News and updates¶

Publication¶

May 15, 2019 Tibanna paper is out on Bioinformatics now! https://doi.org/10.1093/bioinformatics/btz379
Apr 18. 2019 A newer version of the Tibanna paper is out on Biorxiv! https://www.biorxiv.org/content/10.1101/440974v3
Oct 11. 2018 Tibanna paper preprint is out on Biorxiv! https://www.biorxiv.org/content/early/2018/10/11/440974

Version updates¶

For more recent version updates, check out Tibanna releases

Sep 15, 2023 The latest version is now 4.0.0_.

Support for Python 3.7 has been dropped

Added support for Python 3.9 and 3.10

Nov 18, 2022 The latest version is now 3.0.0_.

Tibanna now supports AWS Graviton-based instances.

The instance type configuration now allows single instances (e.g., t3.micro) and lists (e.g., [t3.micro, t3.small]). If spot_instance is enabled, Tibanna will run the workflow on the instance with the highest available capacity. If spot_instance is disabled, it will run the workflow on the cheapest instance in the list.

The option other_instance_types for behavior_on_capacity_limit has been removed. It will fall back to wait_and_retry.

Mar 10, 2022 The latest version is now 2.0.0.

The default Python version for Tibanna is now 3.8 (or 3.7). Python 3.6 is no longer supported.

Sep 16, 2019 The latest version is now 0.9.1.
A new functionality of generating a resource metrics report html is now added! This report includes a graph of CPU/Memory/disk space utilization and usage at 1min interval, as well as a table of summary metrics. - After each run, an html report gets automatically added to the log_bucket which can be viewed using a Web Browser. However, for this to take effect, the unicorn must be redeployed. - The new plot_metrics function of CLI (tibanna plot_metrics -h) allows users to create the resource metrics report before a run it complete. - The same function can be used through Python API (API().plot_metrics(job_id=<jobid>, ...))
A new functionality cost is added to the tibanna CLI/API, to retrieve the cost of a specific run. - tibanna cost --job-id=<jobid> - It usually takes a day for the cost to be available. - The cost can also be added to the resource plot, by
tibanna cost -j <jobid> --update-tsv
tibanna plot_metrics -j <jobid> --update-html-only --force-upload
A new dynamoDB-based jobID indexing is enabled! This allows users to search by jobid without specifying step function name and even after the execution expires (e.g. tibanna log, tibanna plot_metrics) - To use this feature, the unicorn must be redeployed. Only the runs created after the redeployment would be searchable using this feature. When the jobid index is not available, tibanna automatically switches to the old way of searching. - DynamoDB may add to the cost but very minimally (up to $0.01 per month in case of 4DN)

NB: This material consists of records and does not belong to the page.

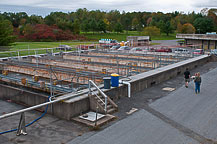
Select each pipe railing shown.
[89,80,108,113]
[0,93,85,120]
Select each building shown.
[127,36,150,46]
[176,33,217,50]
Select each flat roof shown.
[176,34,217,40]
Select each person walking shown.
[194,72,201,94]
[184,68,190,88]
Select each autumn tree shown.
[143,26,160,36]
[114,22,123,33]
[0,16,15,46]
[194,17,215,34]
[181,23,196,34]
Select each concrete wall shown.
[0,84,90,120]
[0,55,216,120]
[105,55,213,100]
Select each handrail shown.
[89,80,108,113]
[0,90,84,119]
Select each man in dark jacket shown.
[184,68,190,88]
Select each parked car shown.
[193,49,204,55]
[77,45,94,50]
[130,47,142,51]
[111,45,121,50]
[155,48,172,52]
[118,46,130,51]
[56,45,72,50]
[174,48,190,54]
[210,49,217,55]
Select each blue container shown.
[103,77,111,89]
[111,74,119,87]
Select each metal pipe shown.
[89,80,108,113]
[119,80,131,98]
[0,93,84,119]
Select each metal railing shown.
[0,92,84,135]
[89,80,108,113]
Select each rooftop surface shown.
[0,58,217,144]
[69,63,217,144]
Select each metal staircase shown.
[89,80,118,114]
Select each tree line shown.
[0,8,217,45]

Benchmark 0.5.5 is used now for 4DN pipelines.

run_workflow now has --do-not-open-browser option that disables opening the Step function execution on a Web Browser.
Aug 14, 2019 The latest version is now 0.9.0.

root_ebs_size now supported (default 8) as a config field. (useful for large docker images or multiple docker images, which uses root EBS)

TIBANNA_AWS_REGION and AWS_ACCOUNT_NUMBER no longer required as environment variables.

Jul 22, 2019 The latest version is now 0.8.8.

Fixed installation issue caused by python-lambda-4dn

Input file can now be a directory for shell and snakemake - e.g. "file:///data1/shell/somedir" : "s3://bucketname/dirname"

Output target can now be a directory for shell and snakemake - e.g. "file:///data1/shell/somedir": "dirname"

Jul 8, 2019 The latest version is now 0.8.7.

ec2 termination policy is added to usergroup to support kill function

run_workflow verbose option is now passed to dynamodb

Jun 25, 2019 The latest version is now 0.8.6.

A newly introduced issue of not reporting Metric after the run is now fixed.

With tibanna log, when the log/postrunjson file is not available, it does not raise an error but prints a message.

Benchmark 0.5.4 is used instead of 0.5.3 for 4DN pipelines.

Jun 14, 2019 The latest version is now 0.8.5.

A newly introduced bug in the rerun cli (not working) now fixed.

Jun 12, 2019 The latest version is now 0.8.4.

The issue of auto-determined EBS size being sometimes not an integer fixed.

Now input files in the unicorn input json can be written in the format of s3://bucket/key as well as {'bucket_name': bucket, 'object_key': key}

command can be written in the format of a list for aesthetic purpose (e.g. [command1, command2, command3] is equivalent to command1; command2; command3)

Jun 10, 2019 The latest version is now 0.8.3.

A newly introduced issue of --usergroup not working properly with deploy_unicorn/deploy_core is now fixed.

Now one can specify mem (in GB) and cpu instead of instance_type. The most cost-effective instance type will be auto-determined.

Now one can set behavior_on_capacity_limit to other_instance_types, in which case tibanna will try the top 10 instance types in the order of decreasing hourly cost.

EBS size can be specified in the format of 3x, 5.5x, etc. to make it 3 (or 5.5) times the total input size.

Jun 3, 2019 The latest version is now 0.8.2.

One can now directly send in a command and a container image without any CWL/WDL (language = shell).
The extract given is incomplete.